HISTORIC Coventry Trust’s work on the £8millon restoration of one of the city’s finest medieval buildings is about to reach a major milestone.
The Grade I listed Charterhouse is days away from having the restoration of its ancient roof timbers completed, allowing the roof to be retiled and the interior fit out to commence.
Work is on-schedule to launch the new visitor attraction in time for Coventry’s year as UK City of Culture, the Trust adds.
Specialist contractors Splitlath Building Conservation has been restoring the roof since the end of January this year, working carefully to ensure as many original features as possible are retained.
The Trust continues: “After finding that the original roof was collapsing and causing damage to historic wall paintings discovered in the building below, a decision was made by Historic England to use modern steels to tie the roof together.
“The work overseen by Birmingham based PCPT Architects and Historic England has made the building structurally sound, while having minimum impact on the original oak roof timbers which have been restored.
“A number of discoveries have been made as part of the restoration, including burn marks on the roof timbers made by candles some 500 years ago which were an ancient ritual to protect the building against lightning and fire.
It was also discovered that the roof underwent a major repair scheme in Victorian times, with it being propped with wooden beams, and these have also been reinstated to show the history of the building.
“The roof will soon be re-covered with new handmade clay roof tiles, specially made to reflect the original roof covering.”
John Dimbylow, managing director of Splitlath, said: “The work on the roof has been one of the most challenging parts of the project.
“We have had to be extremely careful as it is something that effects the whole structure of the building, and decisions have had to be made on what elements can be restored and which have needed to be replaced.
“We are very excited to remove the scaffolding and be able to start re-covering the roof – we have been working on the roof for more than six months, so it is a major milestone in the project.
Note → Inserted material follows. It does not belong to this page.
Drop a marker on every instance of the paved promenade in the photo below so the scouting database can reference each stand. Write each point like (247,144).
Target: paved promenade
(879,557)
“We have been working with a number of craftspeople during the restoration, including those that have handmade the clay tiles for the roof of the building.
“This whole project is about bringing the history of the site to life. The clay roof tiles have been specially made to reflect the building’s original covering.
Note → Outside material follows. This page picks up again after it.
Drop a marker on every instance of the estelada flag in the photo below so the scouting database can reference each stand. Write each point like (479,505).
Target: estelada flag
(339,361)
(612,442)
“They are an orange clay tile, but just like the originals they will weather down over time so are very in-keeping with the building.”
Historic Coventry Trust acquired the nationally important Grade 1 Listed building in 2012 and, working closely with Coventry City Council and the Charterhouse community, developed the plans for its full restoration.
The project is to form the centrepiece of a new 70 acre Charterhouse Heritage Park along the banks of the River Sherbourne.
The 14th century Carthusian monastery is one of Coventry’s oldest buildings and an exceptional survivor as the only one of originally ten UK monastery with intact interiors. Plans include creating interactive displays charting the site’s long history since its founding by King Richard II in 1385, as well as the recreation of two of the original monks’ cells set in the walled garden.
Ian Harrabin, chair of Historic Coventry Trust, said: “This is the turning point where we finally start to put the building back together again.
“All most every day over the past few months we have uncovered more and more of the building’s 600-year history and the craftspeople that made it.
“They took such pride in their work that there are marks on the timbers that identify who made them. We will be honouring the workers of today with a new plaque so that future generations can uncover their part in the building’s history.”
The partnership with Coventry City Council has secured major grants from the National Lottery Heritage Fund, Historic England and several trusts and foundations including Garfield Weston, Wolfson, Foyle and Historic Houses Foundation, Edward Cadbury and AllChurches.